Baseball is also an incredibly unique sport. Take a look at any other major sport, and you’ll see things in common. Football, basketball, hockey, and even soccer all have their quick, timed, and swift movements in common. Besides minor breaks in play, something will always be moving and the clock will always keep ticking. What we can learn from baseball is the virtue of patience. The field has nine different positions. However, seven of them will rarely make contact with the ball. The pitcher and catcher control the game, and as long as they do their job, the rest of the crew will have little to do. A baseball player must learn to remain focused.

Playing first base, I have very few things hit my direction. I remember a particular game against Bethel High School last summer. During the third inning, I did not touch the ball once. All of the outs were made by either the pitcher or an outfielder catching the ball. It seemed that nothing would be hit my way. Two outs into the fourth inning, this feeling continued. Just when I thought that I may never get the change to make a play, crack! A line drive was sent towards my head, and about a foot higher. With quick reactions, I reached up and snagged that hit, getting an out and preventing a base hit that could even have been a double. I never lost focus. Boredom may have beaten out the patience of a normal kid, but because of baseball, I leaned not only how to draw out my patience, but also how to focus my mind into getting the job done, no matter how quick my reactions must be.

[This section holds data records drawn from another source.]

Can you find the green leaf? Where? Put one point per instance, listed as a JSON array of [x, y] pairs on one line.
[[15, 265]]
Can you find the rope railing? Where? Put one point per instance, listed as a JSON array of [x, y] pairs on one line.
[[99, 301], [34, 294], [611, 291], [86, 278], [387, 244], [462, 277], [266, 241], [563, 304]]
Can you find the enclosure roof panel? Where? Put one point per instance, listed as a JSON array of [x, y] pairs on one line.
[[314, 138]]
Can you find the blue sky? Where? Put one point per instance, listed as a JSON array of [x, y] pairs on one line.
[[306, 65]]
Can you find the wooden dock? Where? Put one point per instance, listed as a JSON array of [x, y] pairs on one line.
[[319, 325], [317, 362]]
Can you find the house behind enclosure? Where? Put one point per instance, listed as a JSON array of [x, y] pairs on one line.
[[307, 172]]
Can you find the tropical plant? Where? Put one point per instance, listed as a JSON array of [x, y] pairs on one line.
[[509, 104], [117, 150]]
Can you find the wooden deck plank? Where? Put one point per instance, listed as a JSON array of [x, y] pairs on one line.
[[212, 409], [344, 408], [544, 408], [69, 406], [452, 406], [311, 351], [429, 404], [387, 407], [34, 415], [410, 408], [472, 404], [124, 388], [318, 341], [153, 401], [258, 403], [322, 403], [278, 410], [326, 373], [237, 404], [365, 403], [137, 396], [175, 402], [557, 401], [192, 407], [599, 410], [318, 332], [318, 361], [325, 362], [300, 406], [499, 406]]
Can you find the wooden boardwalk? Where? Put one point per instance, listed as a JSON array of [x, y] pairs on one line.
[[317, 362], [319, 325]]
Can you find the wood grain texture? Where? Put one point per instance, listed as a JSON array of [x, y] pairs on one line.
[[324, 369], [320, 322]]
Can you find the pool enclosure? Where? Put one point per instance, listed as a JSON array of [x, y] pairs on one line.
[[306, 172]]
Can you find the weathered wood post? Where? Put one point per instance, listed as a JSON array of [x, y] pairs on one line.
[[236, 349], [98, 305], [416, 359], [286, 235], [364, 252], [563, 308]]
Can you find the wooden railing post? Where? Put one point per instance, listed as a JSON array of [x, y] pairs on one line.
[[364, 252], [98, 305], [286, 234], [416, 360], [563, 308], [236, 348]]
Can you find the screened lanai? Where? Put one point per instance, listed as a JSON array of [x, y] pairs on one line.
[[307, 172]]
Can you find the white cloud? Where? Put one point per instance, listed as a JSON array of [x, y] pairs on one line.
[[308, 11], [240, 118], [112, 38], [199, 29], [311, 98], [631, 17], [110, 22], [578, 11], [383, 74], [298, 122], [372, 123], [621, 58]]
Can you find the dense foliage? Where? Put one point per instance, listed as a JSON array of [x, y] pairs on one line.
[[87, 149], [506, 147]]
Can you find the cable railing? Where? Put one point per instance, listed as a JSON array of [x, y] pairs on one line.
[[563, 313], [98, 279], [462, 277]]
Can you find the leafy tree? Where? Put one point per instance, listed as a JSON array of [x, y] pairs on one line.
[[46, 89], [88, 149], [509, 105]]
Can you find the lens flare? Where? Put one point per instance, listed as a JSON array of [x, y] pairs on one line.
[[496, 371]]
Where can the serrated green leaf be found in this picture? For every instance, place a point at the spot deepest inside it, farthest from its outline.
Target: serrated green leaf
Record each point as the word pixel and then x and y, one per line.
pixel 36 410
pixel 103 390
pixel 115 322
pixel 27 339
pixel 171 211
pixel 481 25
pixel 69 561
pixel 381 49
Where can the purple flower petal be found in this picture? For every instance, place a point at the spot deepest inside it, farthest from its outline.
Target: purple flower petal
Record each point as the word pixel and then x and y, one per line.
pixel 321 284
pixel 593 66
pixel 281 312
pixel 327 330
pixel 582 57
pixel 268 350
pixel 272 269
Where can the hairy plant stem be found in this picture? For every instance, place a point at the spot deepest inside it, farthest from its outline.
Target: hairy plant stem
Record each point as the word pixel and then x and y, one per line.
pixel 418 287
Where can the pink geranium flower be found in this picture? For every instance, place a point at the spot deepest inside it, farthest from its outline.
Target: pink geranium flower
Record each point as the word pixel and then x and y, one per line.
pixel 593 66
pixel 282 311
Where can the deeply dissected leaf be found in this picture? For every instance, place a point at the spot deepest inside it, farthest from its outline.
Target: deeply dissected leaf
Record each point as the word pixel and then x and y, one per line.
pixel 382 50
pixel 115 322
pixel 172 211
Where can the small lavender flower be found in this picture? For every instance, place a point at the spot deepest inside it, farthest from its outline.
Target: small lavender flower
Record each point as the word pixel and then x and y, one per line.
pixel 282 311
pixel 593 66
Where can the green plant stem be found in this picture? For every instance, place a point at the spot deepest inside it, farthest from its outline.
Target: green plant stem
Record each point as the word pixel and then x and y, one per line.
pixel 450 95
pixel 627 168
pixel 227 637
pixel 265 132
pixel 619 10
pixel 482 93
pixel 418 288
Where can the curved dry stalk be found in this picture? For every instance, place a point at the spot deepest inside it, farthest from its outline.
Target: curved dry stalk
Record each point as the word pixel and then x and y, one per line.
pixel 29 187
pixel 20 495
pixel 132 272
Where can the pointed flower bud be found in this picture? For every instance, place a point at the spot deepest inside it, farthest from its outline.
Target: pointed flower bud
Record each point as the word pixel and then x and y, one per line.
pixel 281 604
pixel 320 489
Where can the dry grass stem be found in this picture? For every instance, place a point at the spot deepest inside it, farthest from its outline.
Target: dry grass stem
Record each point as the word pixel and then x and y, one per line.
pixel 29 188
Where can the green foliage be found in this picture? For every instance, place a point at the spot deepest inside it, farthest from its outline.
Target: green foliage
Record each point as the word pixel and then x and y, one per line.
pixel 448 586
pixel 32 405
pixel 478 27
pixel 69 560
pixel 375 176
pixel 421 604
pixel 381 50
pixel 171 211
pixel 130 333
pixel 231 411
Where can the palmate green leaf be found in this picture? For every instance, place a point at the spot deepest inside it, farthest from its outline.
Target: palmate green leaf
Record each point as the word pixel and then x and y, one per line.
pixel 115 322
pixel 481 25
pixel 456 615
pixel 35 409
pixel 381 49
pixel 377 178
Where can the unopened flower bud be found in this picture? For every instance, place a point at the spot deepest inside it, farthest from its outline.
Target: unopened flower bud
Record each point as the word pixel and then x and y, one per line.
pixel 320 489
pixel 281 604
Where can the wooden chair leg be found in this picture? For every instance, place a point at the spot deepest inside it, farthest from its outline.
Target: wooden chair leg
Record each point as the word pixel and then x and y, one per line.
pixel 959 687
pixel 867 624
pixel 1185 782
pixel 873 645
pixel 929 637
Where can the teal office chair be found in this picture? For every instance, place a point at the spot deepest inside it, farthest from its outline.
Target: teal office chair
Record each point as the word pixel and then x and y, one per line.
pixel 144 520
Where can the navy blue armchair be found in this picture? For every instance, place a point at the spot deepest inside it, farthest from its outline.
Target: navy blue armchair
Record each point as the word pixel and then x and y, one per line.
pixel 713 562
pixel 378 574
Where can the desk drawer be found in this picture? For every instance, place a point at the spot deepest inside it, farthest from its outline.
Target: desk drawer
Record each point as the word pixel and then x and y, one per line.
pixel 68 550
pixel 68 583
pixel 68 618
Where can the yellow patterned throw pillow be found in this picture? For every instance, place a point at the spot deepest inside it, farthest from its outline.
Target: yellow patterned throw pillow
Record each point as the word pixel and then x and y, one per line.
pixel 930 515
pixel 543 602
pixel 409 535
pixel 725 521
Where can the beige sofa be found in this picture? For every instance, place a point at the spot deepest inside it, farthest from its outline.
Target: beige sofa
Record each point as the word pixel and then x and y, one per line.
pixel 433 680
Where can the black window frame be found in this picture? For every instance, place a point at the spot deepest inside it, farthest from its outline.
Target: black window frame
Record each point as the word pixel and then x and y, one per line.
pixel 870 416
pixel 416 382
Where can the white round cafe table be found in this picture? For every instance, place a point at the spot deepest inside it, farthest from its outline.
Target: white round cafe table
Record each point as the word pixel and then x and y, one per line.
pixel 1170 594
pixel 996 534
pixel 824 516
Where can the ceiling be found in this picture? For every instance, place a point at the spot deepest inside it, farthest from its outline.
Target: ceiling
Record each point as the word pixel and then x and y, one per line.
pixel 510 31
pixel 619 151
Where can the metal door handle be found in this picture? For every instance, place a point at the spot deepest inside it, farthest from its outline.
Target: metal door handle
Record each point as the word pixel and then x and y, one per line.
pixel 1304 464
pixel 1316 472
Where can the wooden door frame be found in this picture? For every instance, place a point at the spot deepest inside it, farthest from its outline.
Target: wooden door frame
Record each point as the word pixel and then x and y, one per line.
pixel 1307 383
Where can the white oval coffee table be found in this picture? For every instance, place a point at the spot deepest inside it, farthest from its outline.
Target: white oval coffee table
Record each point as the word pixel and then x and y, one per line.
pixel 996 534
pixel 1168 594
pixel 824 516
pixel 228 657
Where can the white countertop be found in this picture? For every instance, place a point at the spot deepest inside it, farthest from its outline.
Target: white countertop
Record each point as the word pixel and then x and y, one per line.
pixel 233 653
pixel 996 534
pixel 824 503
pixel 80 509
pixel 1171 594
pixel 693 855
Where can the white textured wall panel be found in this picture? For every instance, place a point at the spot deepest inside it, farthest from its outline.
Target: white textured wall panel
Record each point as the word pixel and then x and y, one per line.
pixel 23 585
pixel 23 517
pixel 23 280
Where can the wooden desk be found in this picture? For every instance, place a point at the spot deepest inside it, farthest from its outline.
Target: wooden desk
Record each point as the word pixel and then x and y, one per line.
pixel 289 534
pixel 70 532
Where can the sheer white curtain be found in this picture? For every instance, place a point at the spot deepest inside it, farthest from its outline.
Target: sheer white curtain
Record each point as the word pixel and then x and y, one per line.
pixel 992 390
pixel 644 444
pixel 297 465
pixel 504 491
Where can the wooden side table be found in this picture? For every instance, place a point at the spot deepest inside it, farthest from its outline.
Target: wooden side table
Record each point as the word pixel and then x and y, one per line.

Baseball isn’t always looked upon as the most physical of all sports. Honestly, it does not involve much athleticism or stamina in comparison to the aforementioned popular sports of today’s world. However, what makes it unique is the amount of mental toughness that can be drawn from playing baseball. In my young life, I have learned more from playing baseball in those springs and summers than from any other time in my life. Baseball has built my mental abilities, and taught me so much about being a true person, strengthening my way of life in the world. To me, it’s more than a sport; it’s the classroom of life.